Так всё её тело от жгучих мучений разлуки
пылает, что можно бы чашу с водой вскипятить!
Теперь уже боязно самым ближайшим подругам
коснуться её, чтобы руки свои не обжечь.
Все мази и травы бессильны... Стоим в изумленье,
тревожно глядим: так жестоко горит её грудь,
Что бусинки нити жемчужной — одна за другой —
трещат и крошатся, как будто горох на жаровне.

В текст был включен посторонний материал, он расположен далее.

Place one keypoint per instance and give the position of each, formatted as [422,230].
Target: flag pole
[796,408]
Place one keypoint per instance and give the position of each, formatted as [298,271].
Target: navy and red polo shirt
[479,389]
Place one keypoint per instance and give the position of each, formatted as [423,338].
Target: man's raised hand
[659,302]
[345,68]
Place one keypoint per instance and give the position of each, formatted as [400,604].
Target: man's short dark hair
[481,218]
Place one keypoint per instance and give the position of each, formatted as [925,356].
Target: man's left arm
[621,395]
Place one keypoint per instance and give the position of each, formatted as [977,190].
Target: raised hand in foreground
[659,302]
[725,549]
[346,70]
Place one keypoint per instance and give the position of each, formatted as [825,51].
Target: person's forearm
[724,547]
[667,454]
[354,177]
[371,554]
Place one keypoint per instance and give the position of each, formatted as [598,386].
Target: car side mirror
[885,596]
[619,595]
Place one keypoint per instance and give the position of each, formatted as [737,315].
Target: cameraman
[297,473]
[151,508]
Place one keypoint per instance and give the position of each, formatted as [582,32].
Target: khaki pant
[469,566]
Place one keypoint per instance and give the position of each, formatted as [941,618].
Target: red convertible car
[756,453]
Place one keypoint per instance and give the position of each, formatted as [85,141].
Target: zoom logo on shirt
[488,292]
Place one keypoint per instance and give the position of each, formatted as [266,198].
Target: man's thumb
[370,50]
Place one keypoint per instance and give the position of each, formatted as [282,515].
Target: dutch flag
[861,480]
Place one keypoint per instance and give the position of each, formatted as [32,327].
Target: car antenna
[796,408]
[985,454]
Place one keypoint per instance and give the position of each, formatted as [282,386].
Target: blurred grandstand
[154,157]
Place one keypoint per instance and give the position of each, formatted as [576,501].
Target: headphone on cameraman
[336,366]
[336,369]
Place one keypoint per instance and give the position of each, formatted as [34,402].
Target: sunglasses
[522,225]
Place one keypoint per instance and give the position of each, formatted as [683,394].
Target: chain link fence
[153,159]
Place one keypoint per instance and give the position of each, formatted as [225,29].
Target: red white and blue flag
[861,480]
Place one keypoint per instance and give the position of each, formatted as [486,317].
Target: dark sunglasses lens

Скользят браслеты с исхудалых рук,
встревоженно дрожат растрёпанные пряди.
Встав на обочине, она, сложив ладони,
о муже спрашивает встречного: где он?
Когда же, изумясь, внезапно понимает,
что это с ним она как раз и говорит,
Что к ней вернулся он! — сияющим цветком
к нему склоняется, светясь стыдом и счастьем.
Она проходит в середину дома,
потом к дверям, потом во двор, к воротам
Идёт задумчиво: нигде не видно мужа,
давно в отъезде он... И как чудесно-грустен
Её от слёз дрожащий, юный голос:
«О дикий гусь, о милая ворона,
О резвый воробей, о пёстрый попугайчик,
кто скажет мне хоть что-нибудь о нём?..»
Любимый обманул, ушёл, покинул,
а вслед за ним меня покинул сон,
А вслед за сном и разум мой ушёл,
теперь, я чувствую, ушло и сердце.
Так что же ты, моя пустая жизнь,
чего ты ждёшь, злосчастная, что медлишь?
Ведь с детства ты пословицу слыхала:
— Когда уходят все, со всеми уходи!
Ах, стая журавлей — чудесная, живая
цепочка жемчугов у неба на груди,
Увидишь милого, скажи ему, скажи,
чтоб он берёг себя в пути далёком.
А я... а я охотней соглашусь
плоть изнемогшую скорее сбросить,
Как сбрасывают выцветшее платье,
чем боль разлуки столько дней терпеть.
«Ты снова и снова обманешь! Какая цена
твоим обещаниям? В срок всё равно не вернёшься!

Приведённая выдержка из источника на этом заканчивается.